Bruce Fink, who is a better Lacanian scholar than I will ever be, warns
that to understand Lacan, it is insufficient to be merely absolutely
fluent in French. Instead, it is necessary to have lived and studied
in Paris for at least nine years, to have absorbed through immersion
its singular intellectual and psychoanalytic culture.
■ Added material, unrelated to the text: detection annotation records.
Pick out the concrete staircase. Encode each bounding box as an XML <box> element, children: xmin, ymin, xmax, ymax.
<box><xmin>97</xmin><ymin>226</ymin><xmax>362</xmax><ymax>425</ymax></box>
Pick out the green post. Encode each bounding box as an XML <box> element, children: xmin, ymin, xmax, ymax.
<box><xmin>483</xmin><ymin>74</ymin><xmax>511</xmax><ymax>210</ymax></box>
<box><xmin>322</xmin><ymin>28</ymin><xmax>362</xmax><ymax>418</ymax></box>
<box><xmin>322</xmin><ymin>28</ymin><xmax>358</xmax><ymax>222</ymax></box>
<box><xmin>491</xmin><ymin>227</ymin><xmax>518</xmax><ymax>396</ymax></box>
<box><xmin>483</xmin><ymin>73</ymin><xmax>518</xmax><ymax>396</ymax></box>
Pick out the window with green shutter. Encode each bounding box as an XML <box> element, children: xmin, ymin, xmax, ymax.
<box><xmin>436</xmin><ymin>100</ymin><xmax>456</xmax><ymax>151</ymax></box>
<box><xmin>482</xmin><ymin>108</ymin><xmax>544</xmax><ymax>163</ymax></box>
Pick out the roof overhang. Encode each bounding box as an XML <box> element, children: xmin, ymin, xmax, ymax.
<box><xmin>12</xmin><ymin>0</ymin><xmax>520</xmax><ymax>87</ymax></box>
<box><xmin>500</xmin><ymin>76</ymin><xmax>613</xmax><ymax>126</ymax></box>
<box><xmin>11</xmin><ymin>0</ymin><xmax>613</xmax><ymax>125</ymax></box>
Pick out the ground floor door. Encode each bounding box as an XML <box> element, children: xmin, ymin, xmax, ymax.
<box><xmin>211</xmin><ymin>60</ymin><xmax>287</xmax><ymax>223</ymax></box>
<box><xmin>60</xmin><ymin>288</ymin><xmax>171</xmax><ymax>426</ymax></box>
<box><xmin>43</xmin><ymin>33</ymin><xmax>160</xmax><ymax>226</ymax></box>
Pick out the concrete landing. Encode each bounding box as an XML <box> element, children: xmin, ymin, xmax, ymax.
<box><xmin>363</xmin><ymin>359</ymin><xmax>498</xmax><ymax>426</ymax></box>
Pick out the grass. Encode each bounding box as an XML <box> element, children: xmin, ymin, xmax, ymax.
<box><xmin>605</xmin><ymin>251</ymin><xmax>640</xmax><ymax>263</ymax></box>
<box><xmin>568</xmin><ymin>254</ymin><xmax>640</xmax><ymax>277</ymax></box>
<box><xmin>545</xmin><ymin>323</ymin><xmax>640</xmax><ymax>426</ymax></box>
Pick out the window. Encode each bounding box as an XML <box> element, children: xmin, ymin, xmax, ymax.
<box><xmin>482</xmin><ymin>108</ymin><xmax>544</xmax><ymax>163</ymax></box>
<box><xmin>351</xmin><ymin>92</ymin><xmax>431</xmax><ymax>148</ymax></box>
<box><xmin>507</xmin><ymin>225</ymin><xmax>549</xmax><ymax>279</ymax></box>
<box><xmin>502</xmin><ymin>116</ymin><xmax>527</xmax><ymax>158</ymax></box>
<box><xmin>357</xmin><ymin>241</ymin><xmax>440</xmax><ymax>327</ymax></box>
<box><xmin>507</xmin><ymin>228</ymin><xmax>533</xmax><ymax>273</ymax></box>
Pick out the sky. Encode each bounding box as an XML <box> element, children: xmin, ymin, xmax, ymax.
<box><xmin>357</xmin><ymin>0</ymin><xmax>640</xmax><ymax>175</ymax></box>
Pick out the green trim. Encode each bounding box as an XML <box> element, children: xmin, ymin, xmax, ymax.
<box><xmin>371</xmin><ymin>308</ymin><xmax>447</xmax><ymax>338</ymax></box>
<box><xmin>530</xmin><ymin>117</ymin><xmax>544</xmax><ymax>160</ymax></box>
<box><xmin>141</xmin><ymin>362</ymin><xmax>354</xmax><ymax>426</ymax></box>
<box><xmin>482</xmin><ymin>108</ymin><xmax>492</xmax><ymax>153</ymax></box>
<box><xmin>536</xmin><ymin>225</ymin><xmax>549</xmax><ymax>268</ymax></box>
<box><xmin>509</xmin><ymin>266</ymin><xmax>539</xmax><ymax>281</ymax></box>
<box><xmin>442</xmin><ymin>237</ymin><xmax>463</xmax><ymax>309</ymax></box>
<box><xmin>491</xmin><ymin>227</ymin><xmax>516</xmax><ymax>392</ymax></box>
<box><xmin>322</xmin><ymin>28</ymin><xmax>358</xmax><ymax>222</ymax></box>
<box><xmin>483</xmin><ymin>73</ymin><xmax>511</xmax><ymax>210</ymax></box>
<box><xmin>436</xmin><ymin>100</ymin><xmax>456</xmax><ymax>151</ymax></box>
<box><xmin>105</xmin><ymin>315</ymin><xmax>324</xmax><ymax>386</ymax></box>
Yet Fink also
says that Lacan's "work obviously fits into a historical, philosophical,
literary, and psychiatric context . . ., all the elements of which no
person could ever hope to master." This is sobering for someone
like myself, whose French is far from perfectje parle francais
comme une vache espagnoleand who has visited Paris only once,
just long enough to get upbraided by a psychoanalytic bookstore manager
for leaning on her radiator.
My only recourse
is to extrapolate Lacan's own advice:
Commencez
par ne pas croire que vous comprenez. Partez de l'idée du malentendu
fondamental.
Begin by thinking
you don't understand. Start from the idea of a fundamental misunderstanding.
My strategy is not
to just begin with misunderstanding, but to continue doing so. This
may just be recycled Harold
Bloom, but it remains good Harold Bloom. The manifest impossibility
of my ever becoming expert in Lacanian theory doesn't mean I can't work
productively with it right now. Such work, in its acknowledged limitations,
at least resists the desperate academic claim to expertise as the defining
means of sustaining one's legitimacy as an thinker, as if rigor could
redeem the subject from annihilation/castration, or escape its rigid
and cadaverous connotations.
I'm not a good Lacanian
scholar; I'm not trying to be. I'm just another bad Lacanian subject.
Cogito
ergo zoom (I think, therefore I go fast).